Generational trauma, cultural horror, and the persistence of healing converge within James Takata’s “California Scenario.” [SBIFF]

Trigger Warning: California Scenario includes depictions of self-harm and sexual material that may be difficult for sensitive viewers.

“Art is our weapon. Culture is a form of resistance”

– Shirin Neshat, Iranian photographer and visual artist

Regardless of the generation you are in, parenting is never the same. There’s no rule book, no instruction manual, no precise guide to get it right. Plenty of people have opinions, whole self-help sections full of them, but true, 100% satisfaction guaranteed guidance? Not a chance. One thing is for certain, to do it even partially well, one needs to realize that one’s personal past is our own and not the responsibility of the next generation. Considering the way generational trauma has a tendency to trickle down, this is often easier said than done. This is a critical part of director/co-writer James Takata (We the Parents) new project, California Scenario, having its world premiere during Santa Barbara International Film Festival 2026. At once humorous and heartbreaking, California Scenario is a grounded tale of what parenting can look like in less ideal conditions when broken dreams and lingering horrors exist on the fringes of a parent’s existence with every day a struggle to keep that burden far from their own children.

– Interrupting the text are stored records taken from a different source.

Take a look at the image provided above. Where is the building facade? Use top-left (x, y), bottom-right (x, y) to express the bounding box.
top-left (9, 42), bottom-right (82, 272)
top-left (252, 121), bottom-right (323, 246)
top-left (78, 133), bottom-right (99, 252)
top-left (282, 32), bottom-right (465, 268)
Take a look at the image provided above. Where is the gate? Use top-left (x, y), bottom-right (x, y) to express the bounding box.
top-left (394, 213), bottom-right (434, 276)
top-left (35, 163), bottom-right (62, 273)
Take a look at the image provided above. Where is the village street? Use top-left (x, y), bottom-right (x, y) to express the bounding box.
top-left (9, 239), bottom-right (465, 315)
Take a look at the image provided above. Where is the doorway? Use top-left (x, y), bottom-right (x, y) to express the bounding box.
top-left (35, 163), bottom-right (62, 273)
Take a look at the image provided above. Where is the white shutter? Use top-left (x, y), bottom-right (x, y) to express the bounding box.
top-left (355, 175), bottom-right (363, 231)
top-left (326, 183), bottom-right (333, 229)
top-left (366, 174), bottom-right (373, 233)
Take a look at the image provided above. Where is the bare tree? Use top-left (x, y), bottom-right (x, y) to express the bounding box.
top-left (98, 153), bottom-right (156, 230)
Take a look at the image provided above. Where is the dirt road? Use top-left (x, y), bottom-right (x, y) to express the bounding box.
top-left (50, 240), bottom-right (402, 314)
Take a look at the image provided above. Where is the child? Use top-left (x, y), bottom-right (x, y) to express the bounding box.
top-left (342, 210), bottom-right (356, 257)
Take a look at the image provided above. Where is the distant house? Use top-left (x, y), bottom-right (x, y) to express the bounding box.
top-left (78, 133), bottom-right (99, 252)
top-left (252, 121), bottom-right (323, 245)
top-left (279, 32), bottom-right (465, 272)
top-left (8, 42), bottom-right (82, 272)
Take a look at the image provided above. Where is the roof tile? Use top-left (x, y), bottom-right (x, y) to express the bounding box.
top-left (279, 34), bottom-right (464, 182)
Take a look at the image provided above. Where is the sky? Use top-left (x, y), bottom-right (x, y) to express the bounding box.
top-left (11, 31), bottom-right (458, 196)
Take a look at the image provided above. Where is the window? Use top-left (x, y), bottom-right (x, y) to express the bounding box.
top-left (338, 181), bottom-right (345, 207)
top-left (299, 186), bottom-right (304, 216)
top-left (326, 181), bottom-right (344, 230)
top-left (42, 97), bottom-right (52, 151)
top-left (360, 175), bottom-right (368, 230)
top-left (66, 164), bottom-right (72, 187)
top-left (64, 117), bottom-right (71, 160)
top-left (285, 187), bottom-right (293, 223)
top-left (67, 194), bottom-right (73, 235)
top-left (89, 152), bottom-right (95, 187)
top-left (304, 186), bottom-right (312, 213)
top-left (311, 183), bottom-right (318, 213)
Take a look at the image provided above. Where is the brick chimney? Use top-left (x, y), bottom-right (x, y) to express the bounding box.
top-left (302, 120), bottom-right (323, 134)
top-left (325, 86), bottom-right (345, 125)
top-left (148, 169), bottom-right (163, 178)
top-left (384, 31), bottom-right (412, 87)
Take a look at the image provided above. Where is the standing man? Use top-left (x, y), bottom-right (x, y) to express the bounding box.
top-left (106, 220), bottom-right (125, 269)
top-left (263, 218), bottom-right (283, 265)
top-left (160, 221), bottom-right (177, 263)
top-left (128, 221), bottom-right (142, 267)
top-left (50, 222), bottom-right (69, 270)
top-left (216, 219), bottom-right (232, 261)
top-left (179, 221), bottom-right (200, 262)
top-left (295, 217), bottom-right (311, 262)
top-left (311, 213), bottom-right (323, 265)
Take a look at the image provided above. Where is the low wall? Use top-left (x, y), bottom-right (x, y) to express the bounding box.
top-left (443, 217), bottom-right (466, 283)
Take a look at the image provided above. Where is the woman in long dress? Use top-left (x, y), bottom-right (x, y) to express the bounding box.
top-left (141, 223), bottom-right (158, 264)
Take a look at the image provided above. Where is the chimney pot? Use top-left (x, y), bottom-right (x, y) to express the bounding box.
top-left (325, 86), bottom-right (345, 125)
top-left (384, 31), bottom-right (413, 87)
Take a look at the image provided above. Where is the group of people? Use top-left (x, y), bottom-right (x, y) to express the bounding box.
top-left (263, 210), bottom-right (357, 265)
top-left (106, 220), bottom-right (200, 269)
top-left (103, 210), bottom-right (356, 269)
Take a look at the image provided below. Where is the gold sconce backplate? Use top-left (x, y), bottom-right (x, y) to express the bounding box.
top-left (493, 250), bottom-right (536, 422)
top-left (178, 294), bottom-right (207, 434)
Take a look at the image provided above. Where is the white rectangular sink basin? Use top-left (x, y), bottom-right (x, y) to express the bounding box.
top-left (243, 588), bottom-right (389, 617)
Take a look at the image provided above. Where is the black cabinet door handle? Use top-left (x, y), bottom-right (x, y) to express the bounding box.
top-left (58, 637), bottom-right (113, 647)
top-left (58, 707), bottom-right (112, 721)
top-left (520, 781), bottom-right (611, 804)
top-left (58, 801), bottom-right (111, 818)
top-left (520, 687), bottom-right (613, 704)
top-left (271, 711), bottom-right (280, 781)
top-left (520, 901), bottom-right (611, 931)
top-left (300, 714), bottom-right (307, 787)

Person holding a camera with the sun setting behind them.

Will Yun Lee as Jacob Hara in CALIFORNIA SCENARIO. Photo courtesy of SBIFF.

In Southern California, on the exact same day, two single parents find themselves in crisis. The first, Laura (Abby Miller), is preparing for her daughter, Phoebe (Brooklyn Prince), to go stay with Laura’s ex-husband, Joe (Jon Huertas), for the weekend when a sudden discovery derails these plans. The second, Jacob (Will Yun Lee), refuses to take his daughter’s, Lexi’s (Minnie Mills), last-minute cancellation of plans and tracks her down, sensing that something more is going on. As both of them mentally revisit the path that brought them to today, they each find themselves bringing their respective children to the Isamu Noguchi art installation “California Scenario.”

Two people sitting closely together outside, one wearing a brown leather jacket and the other in a denim jacket, surrounded by greenery.

L-R: Abby Miller as Laura Acker and Brooklynn Prince as Phoebe in CALIFORNIA SCENARIO. Photo courtesy of SBIFF.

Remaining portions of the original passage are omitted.